O ministro de Deus, em questão, era padrinho de um outro irmão de Antônio. O cura chamava-se Afonso. Bom vivant e valentão, nele habitavam outros vícios que não o recomendavam como guia das almas. Acreditava mais num revólver do que no poder das orações. Ciente do pedido aceitou-o, pois não queria incorrer na ira do requisitante.

O pai de Toninho aproveitou para mandá-lo estudar, com professor particular, na fazenda Jurema, como usual naqueles tempos. Solicitou e conseguiu que o compadre levasse Antônio com ele. Eles tinham, inclusive, laços de parentesco.

No dia seguinte, encilharam um sendeiro pachorrento, manso e partiram. O garoto ia à garupa.

A viagem teria transcorrido monótona se não fossem três incidentes dignos de nota: o primeiro se deu com o menino que, cansado pela longa caminhada, cochilou e escorregou do cavalo. Só não caiu por ter sido socorrido a tempo pelo clérigo que, pressentindo, levou a mão rapidamente para trás e o segurou.

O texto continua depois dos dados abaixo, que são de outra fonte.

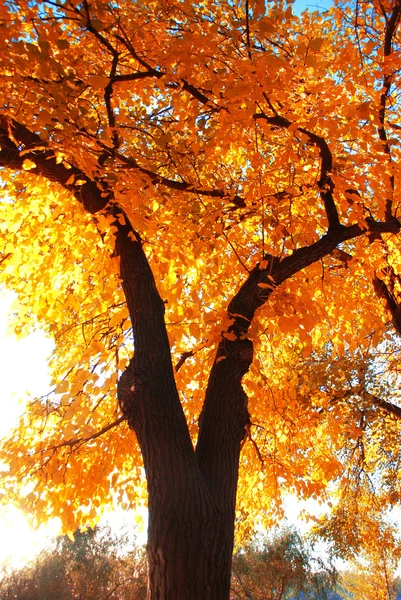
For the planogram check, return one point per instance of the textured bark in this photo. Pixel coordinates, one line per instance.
(189, 542)
(191, 493)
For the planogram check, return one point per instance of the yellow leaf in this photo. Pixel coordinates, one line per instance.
(28, 164)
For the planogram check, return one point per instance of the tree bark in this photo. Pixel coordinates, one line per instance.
(190, 536)
(191, 493)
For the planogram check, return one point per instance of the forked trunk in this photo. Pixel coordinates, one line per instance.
(189, 552)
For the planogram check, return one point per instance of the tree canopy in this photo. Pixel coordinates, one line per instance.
(244, 160)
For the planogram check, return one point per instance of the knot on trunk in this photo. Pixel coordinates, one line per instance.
(126, 393)
(235, 355)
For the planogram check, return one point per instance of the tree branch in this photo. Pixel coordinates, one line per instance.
(17, 144)
(390, 30)
(325, 182)
(82, 440)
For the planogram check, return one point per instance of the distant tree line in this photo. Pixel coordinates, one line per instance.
(102, 565)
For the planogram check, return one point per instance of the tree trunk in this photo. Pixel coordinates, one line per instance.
(191, 508)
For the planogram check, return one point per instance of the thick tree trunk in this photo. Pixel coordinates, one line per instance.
(191, 494)
(191, 524)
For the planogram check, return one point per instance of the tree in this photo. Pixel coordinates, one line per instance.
(95, 565)
(283, 567)
(192, 191)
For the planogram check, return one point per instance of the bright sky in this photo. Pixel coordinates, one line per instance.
(23, 371)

Sentindo-se fatigado, tanto quanto o garoto, resolveu pedir pousada na fazenda do avô (o papai Neneca, assim chamado), pelo lado materno, do menino: um fazendeiro que vivia do passado. Ficara pobre pelo excesso de bondade. Não sabia dizer não e fora muito explorado por isso. A estância era parada obrigatória de tropeiros, viajantes, mascates e boiadeiros, em trânsito de uma cidade para outra. Lá pernoitavam, comiam e partiam sem nada pagar. No tempo das águas, quando as estradas se tornavam intransitáveis, ficavam semanas vivendo à custa do “papai”, Neca. Utilizavam suas coisas, pertences, animais, comiam, dormiam e sumiam. Ele foi vendendo partes das terras e do gado, para saldar dívidas. Ficou sem dinheiro, sem amigos e, felizmente, sem os parasitas.

Certa feita estavam roubando porcos do bom homem. Numa noite, ouviram-se latidos dos cães e gritos dos suínos. Um dos filhos do senhor Manoel, metido a valente, apanhou o mosquetão na parede e foi para a varanda. O velho correu para a janela e gritou: “Foge, ladrão, senão Nenego te mata”. Por aí se vê quão bondoso era o fazendeiro.

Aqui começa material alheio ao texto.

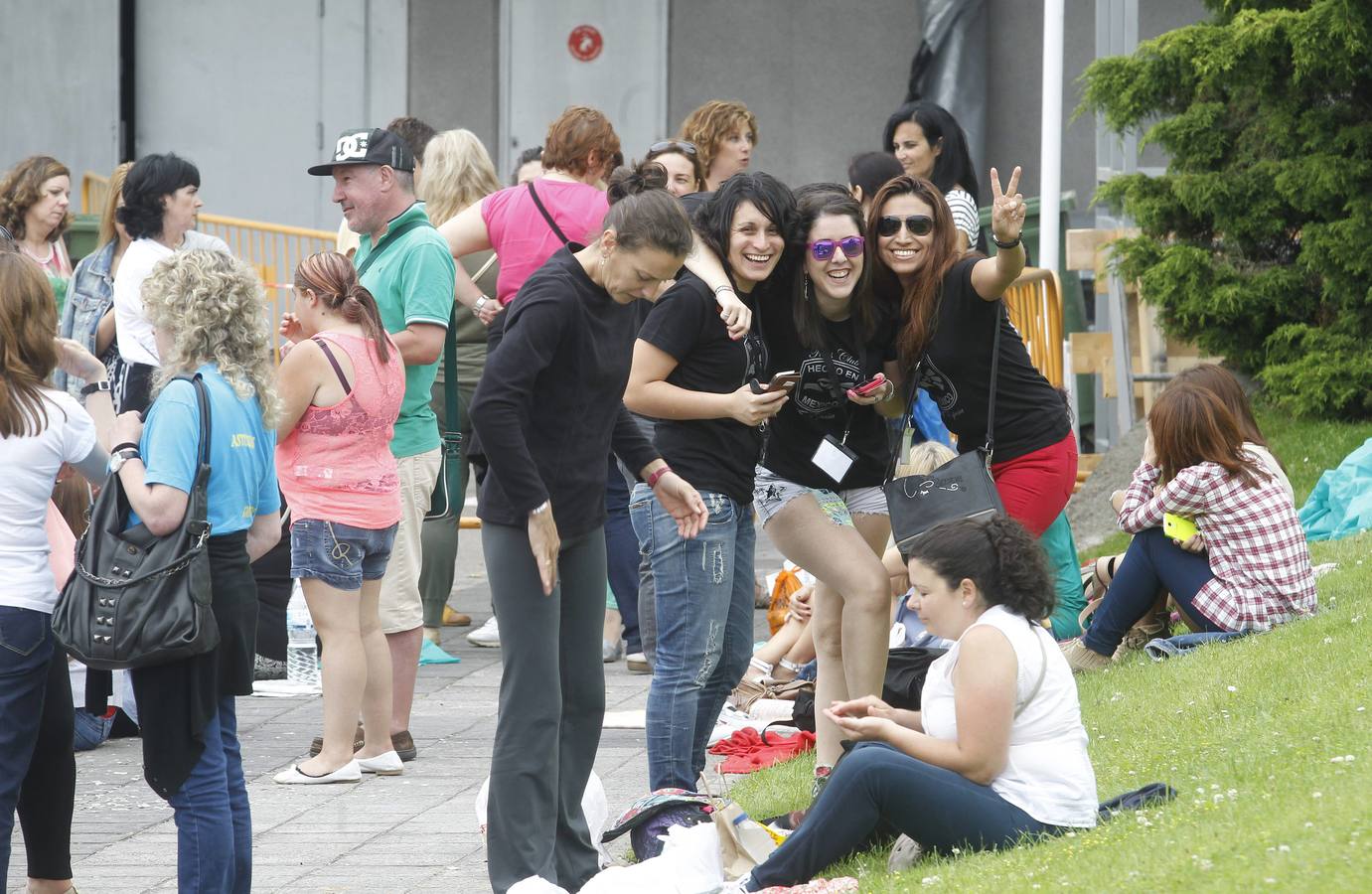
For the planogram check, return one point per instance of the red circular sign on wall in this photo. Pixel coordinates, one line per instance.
(584, 42)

Foram recebidos pelo avô, que os levou direto à cozinha onde a avó Teresa mexia um delicioso angu para comerem com leite, como costume na roça.

Todos se arranjaram em torno de umas brasas postas no centro, sobre o piso de chão batido da cozinha e, enquanto comiam, contavam estórias, cantavam lérias, relembravam episódios e combinavam tarefas para o dia seguinte.

Toninho tinha um tio na faixa dos vinte e sete anos. Eles se identificaram neste papo informal e, quando foram dormir, combinaram ficar na mesma cama. De madrugada, o garoto acordou com uma sensação esquisita. Abriu os olhos e viu que o tio estava grudado nele e que algo ia e vinha entre as pernas. Perguntou assustado:

— O que está fazendo, tio?

Apanhado de surpresa, ele se afastou e respondeu, simulando irritação, que o garoto estivera sonhando. Mentira, o descarado estava abusando sexualmente do sobrinho.

Indeciso sobre que atitude tomar, Toninho resolveu não reclamar e dormiu novamente. O insólito ato jamais foi esquecido e ele desenvolveu um intenso e definitivo desprezo pelo parente.

No dia seguinte, seguiram a jornada logo após o café-com-leite da manhã, acompanhado de broa, biscoito de polvilho, queijo, cobu (broa de fubá) e outros quitutes.

Toninho recebeu do tio um presente, em dinheiro, que assim esperava comprar o silêncio e a conivência do rapaz. Vã tentativa, a ojeriza era definitiva.

Avô Neca, antes da partida, deu um aviso ao pároco sobre os grandes obstáculos que o esperavam na fazenda Jurema. Lá, seguramente, belzebu dominava. Expulsá-lo não seria fácil.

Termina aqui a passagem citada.